Femoral Shaft Fractures with Hip Dislocation: Comprehensive Surgical Guide

13 Apr 2026 10 min read 1 Views

Key Takeaway

The combination of a femoral shaft fracture and hip dislocation is a high-energy orthopaedic emergency. Because the shaft fracture masks the clinical signs of dislocation, up to 50% of these injuries are initially missed. Prompt recognition via mandatory pelvic radiography and emergent hip reduction are critical to prevent femoral head osteonecrosis, followed by definitive intramedullary stabilization of the femoral shaft.

FRACTURE OF THE FEMORAL SHAFT WITH DISLOCATION OF THE HIP

The simultaneous occurrence of a femoral shaft fracture and an ipsilateral dislocation of the hip represents a complex, high-energy orthopaedic emergency. This combined injury pattern presents a profound diagnostic and therapeutic challenge. The discontinuity of the femoral diaphysis effectively eliminates the lever arm of the lower extremity, thereby masking the classic clinical presentation of a dislocated hip (shortening, internal rotation, and adduction). Consequently, a high index of suspicion and strict adherence to advanced trauma life support (ATLS) radiographic protocols are mandatory to prevent catastrophic delays in diagnosis.

Biomechanics and Mechanism of Injury

Historically, it was postulated that a single continuous force vector was responsible for producing both a fracture of the femoral neck or shaft and a concomitant hip dislocation.

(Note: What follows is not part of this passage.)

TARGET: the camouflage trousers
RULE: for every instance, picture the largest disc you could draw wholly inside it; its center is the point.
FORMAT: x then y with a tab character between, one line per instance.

However, rigorous biomechanical investigations by Helal and Skevis have elucidated that this complex injury pattern is almost exclusively the result of two distinct, sequential forces acting upon the lower extremity.

In their cadaveric studies, Helal and Skevis demonstrated that the combination of a hip dislocation and a femoral shaft fracture could only be reliably reproduced under specific kinematic conditions:
* Force 1 (The Dislocating Vector): The hip is dislocated by a massive axial load applied directly in line with the femoral shaft while the knee and hip are flexed to 90 degrees and the hip is in a position of adduction (the classic "dashboard injury" mechanism).
* Force 2 (The Fracturing Vector): The femoral shaft is subsequently fractured by a secondary, independent force applied directly to the lateral aspect of the thigh.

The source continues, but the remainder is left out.